Number of Redundancies

Redundancies in Invest NI client companies from 1 st May 2007 – 28 th May 2009 are presented in the chart right along with the nine month moving average which shows an upward trend from September 2008.

Of the 3,133 redundancies reported this year, 57% were in Transport Equipment, 12% in Construction Products and 7% in Materials Handling.

So far in May, 162 redundancies have been reported compared to 1,258 in April. These include 70 in Stream International (NI) Ltd, 20 in Ben Sherman & Sons Ltd and 18 in Norman Emerson & Sons Ltd.

 

Number of Redundancies graph

Clients reporting Redundancies

The number of Invest NI clients reporting redundancies from 1 st May 2007 – 28 th May 2009 is presented right. A nine month moving average is also included and shows a steady rise in the number of clients reporting redundancies from January 2008.

The number of clients reporting redundancies peaked in January at 13 but has consistently fallen since then with 8 in March, 8 in April and 4 so far this month, reporting redundancies.

In total, 42 clients reported redundancies since 1 st January 2009. 26% of these clients were in Construction Products, 17% in Transport Equipment and 12% in Materials Handling.

 

Clients reporting redundancies graph

 

Intensive Monitoring Cases

As at 28th May 2009 there were 74 client companies recorded on the Invest NI intensive monitoring system including 15 in Construction Products, 9 in Food and a further 8 in Business Services.

64 of these clients have been added since January 2008.

There has been a marked increase in the number of clients added to the intensive monitoring system since June 2008. The number of additions peaked in November at 9. On average 5 companies were added per month between January 2009 and May and 3 have been added so far in May.

 

Intensive Monitoring Cases graph

 

 

Top 100 Client Forecast

Employment

Forecasts for employment, sales, external sales, exports and investment intentions were collected for the top 100 businesses for the next 12 months. In total 89 responses were received in May.

As the chart on the right shows, 15% of clients predict a decrease in employment in the next year, a decrease of 8 percentage points since the December forecast.

Between December and May the proportion of clients predicting an increase in employment in the next 12 months has fallen from 11% to 7%, whilst the proportion of companies expecting employment to remain the same has increased from 66% in December to 79% in May.

 

Employment graph

Sales

Almost 19% of clients predicted a sales decline over the next year, a decrease of 14 percentage points on the January forecast; while over 16% of clients predicted sales growth, a decrease of 4 percentage points on last month’s forecast.

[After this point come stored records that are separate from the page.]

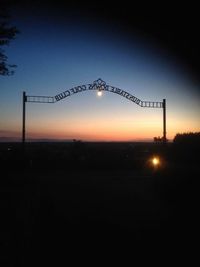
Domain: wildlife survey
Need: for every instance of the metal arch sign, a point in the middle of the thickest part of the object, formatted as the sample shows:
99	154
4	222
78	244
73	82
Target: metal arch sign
99	85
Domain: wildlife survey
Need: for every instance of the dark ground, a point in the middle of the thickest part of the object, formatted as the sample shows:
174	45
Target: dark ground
90	212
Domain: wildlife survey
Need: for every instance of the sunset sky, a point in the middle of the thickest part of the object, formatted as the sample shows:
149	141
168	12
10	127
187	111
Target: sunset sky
57	50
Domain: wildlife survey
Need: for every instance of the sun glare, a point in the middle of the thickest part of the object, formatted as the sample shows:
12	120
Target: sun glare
155	161
99	93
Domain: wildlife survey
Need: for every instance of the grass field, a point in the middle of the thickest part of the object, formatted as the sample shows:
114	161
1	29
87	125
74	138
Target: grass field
98	215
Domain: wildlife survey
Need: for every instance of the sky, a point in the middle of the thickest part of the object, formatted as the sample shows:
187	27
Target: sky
60	47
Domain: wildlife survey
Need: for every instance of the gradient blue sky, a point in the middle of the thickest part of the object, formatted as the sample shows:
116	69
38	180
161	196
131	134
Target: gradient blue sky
54	54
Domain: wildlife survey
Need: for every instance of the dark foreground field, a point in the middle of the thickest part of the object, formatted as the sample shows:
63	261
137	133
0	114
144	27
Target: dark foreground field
100	214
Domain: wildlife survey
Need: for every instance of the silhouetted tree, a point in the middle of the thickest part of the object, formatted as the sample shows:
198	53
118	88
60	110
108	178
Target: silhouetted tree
7	33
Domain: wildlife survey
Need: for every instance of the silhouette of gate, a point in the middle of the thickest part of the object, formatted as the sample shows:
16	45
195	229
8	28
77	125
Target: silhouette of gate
99	85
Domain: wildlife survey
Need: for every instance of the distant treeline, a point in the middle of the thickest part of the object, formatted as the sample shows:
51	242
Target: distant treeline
186	147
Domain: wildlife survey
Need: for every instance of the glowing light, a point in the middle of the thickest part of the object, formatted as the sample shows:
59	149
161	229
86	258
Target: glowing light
99	93
155	161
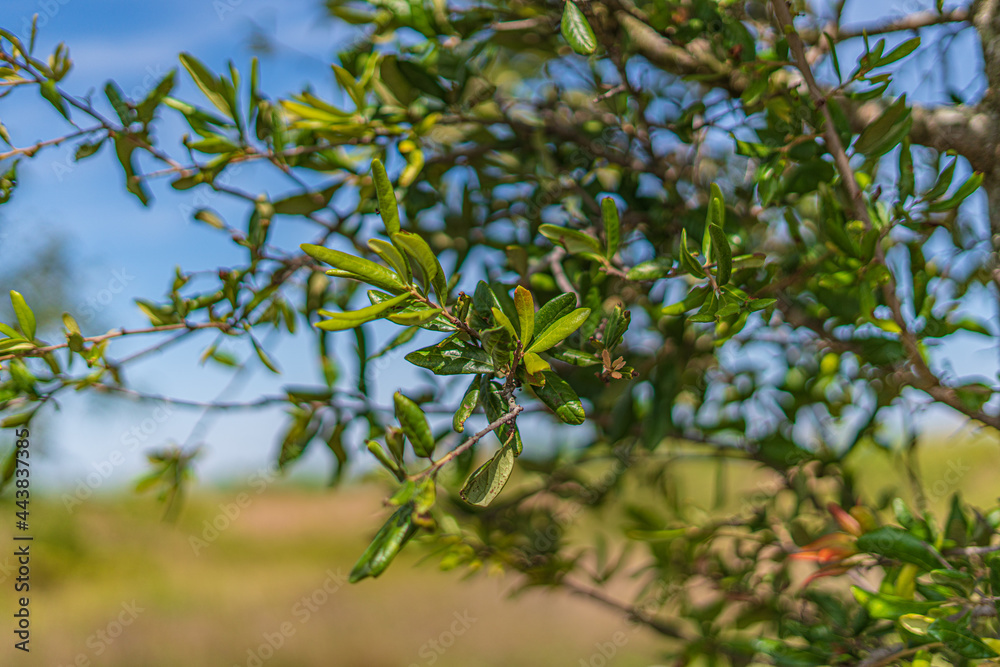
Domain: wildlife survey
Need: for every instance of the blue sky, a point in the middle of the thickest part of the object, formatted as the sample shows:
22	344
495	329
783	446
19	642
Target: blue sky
120	250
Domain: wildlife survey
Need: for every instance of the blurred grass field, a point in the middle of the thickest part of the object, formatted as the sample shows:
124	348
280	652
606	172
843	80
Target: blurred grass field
278	571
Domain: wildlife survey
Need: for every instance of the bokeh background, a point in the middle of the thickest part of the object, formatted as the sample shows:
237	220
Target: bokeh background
253	571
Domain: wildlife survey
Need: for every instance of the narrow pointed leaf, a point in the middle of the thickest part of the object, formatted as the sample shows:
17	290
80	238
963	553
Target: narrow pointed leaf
414	424
452	357
554	309
25	318
355	318
469	401
393	257
560	398
575	242
366	270
559	330
503	321
577	31
489	479
387	205
417	248
524	303
496	407
386	544
723	255
415	318
612	226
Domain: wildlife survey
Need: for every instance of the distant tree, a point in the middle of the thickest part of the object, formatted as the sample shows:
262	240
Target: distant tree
685	230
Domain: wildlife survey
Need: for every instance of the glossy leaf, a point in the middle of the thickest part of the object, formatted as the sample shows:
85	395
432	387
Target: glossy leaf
417	248
496	407
339	321
723	255
559	330
414	318
25	318
387	205
896	543
577	31
524	303
612	226
452	357
414	424
363	269
554	309
489	479
387	543
468	404
393	257
575	242
560	398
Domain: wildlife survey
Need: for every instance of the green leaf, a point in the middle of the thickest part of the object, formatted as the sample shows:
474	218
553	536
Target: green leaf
891	607
207	82
393	257
387	543
943	182
960	639
499	343
415	318
124	150
688	262
896	543
469	401
716	216
612	226
413	311
906	176
503	321
559	330
577	31
723	255
873	139
49	91
361	269
417	248
355	318
654	269
575	242
414	424
489	479
388	207
452	357
496	407
263	356
553	309
524	303
966	189
146	108
900	52
25	318
305	203
559	396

There has been a steady rise in the number of clients expecting sales to remain stable from 43% in December to 65% in May.

These sales and employment forecasts may be an indication of less pessimism in the economy and expectations of stability in the medium term.

 

Sales graph

Investment Intentions

Although sales and employment forecasts have been more positive this month, the percentage of companies predicting delayed investment intentions has increased by 14 percentage points since February to reach 40%. This is the highest of any of the 6 months for which survey results are available.

Similarly, there has been a fall in the percentage of clients forecasting investment to remain the same over the next 12 months from 64% in December 2008 to 57% in May 2009.

Given that investment intentions represent a leading indicator of business growth, it is unlikely that these companies will predict increased employment or output over the coming months suggesting that economic recovery is still some way off.